The plot revolves around a mysterious new drug called “Soy Sauce,” which, as even-keeled Dave (Chase Williamson) and his fun-loving buddy John (Rob Mayes) learn the hard way, makes its users susceptible to harmful oddities from another dimension, including a beast made of frozen meats, a moustache bat, and penis doorknob (don’t ask).
Never once played for anything other than laughs, John Dies At The Endrevels in its absurdities, and, crucially, Coscarelli and his team have managed to execute some rather convincing special effects on an indie budget; Wong’s novel reads as something that’s damn near un-filmable, but Coscarelli defies that notion—the aforementioned meat monster looks especially wicked. Holding the film back slightly, though, is the performance from leading man Williamson, who’s on screen a good 90-percent of the time and oversells his facial reactions a bit much. Yet, being that he’s in one of the craziest flicks you’ll likely to see all year, his problematic acting somehow makes sense in John’s context.
Sleepwalk With Me
Director: Mike Birbiglia
Stars: Mike Birbiglia, Lauren Ambrose, James Rebhorn, Carol Kane, Cristin Milioti, Aya Cash, Marc Maron, David Wain, Kristen Schaal, Henry Phillips
Having just (barely) endured the mostly unfunny stupidity of The Babymakers, we needed a comedy that, you know, actually provided genuine humor and didn’t make us want to venture to the nearest exit. Even under more positive circumstances, though, stand-up comedian Mike Birbiglia’s directorial debut—the personal, fictionalized pseudo-memoir Sleepwalk With Me—would still be a rousing success, though Birbiglia deserves some inadvertent credit post-Babymakers.

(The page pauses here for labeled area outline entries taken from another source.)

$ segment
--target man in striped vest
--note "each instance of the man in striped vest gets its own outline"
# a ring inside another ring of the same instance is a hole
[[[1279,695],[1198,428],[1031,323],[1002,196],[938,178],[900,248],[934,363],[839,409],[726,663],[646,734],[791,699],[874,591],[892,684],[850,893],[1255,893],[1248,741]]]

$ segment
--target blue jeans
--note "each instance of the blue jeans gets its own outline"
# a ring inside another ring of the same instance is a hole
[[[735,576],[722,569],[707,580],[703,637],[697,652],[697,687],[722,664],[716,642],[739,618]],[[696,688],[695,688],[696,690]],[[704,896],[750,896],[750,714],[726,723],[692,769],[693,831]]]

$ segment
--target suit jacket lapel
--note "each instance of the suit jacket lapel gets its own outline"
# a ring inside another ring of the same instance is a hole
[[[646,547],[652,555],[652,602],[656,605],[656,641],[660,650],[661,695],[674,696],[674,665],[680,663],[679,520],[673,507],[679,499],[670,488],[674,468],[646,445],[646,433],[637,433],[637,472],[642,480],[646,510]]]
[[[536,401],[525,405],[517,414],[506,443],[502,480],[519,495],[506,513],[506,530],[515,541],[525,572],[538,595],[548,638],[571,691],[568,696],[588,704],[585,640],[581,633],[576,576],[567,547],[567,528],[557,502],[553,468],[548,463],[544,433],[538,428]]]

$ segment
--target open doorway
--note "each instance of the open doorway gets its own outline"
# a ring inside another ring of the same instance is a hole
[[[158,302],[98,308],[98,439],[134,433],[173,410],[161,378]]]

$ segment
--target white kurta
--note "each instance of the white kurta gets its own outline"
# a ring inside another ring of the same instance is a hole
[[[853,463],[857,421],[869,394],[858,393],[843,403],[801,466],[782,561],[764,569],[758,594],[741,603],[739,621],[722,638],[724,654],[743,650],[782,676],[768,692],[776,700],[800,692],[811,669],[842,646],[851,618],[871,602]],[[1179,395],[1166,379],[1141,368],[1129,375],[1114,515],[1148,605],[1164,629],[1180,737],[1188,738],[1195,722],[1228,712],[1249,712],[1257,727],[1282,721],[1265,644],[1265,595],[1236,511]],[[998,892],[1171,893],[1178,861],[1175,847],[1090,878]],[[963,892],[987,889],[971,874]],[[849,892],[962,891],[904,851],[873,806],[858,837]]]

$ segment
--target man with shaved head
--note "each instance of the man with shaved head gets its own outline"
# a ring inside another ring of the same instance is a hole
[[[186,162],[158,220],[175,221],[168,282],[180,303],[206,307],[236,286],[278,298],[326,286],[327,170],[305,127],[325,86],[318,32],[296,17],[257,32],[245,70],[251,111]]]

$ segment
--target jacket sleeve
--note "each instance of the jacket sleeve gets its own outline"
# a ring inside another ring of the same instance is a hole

Closely based on his own battles with romantic commitment and sleepwalking, all of which has been covered in his on-stage jokes, Birbiglia’s film centers on Matt, a struggling comedian (played by Birbiglia himself) who tends the bar at a local comedy club while dodging marriage to his loving and extremely patient eight-year girlfriend (Lauren Ambrose).
As his career slowly picks up, Matt questions both his relationship and his life even more, and it’s all told with the Birbiglia’s usual dry, unassuming sensibilities—his pleasantness and warmth give Birbiglia a sympathetic edge from the first scene onward. With its subtle humor and likeable sweetness, Sleepwalk With Me is the kind of comedy that easily wins you over by simply appreciating its own characters and simplicities, right down to the film’s honest, bittersweet, yet happy ending.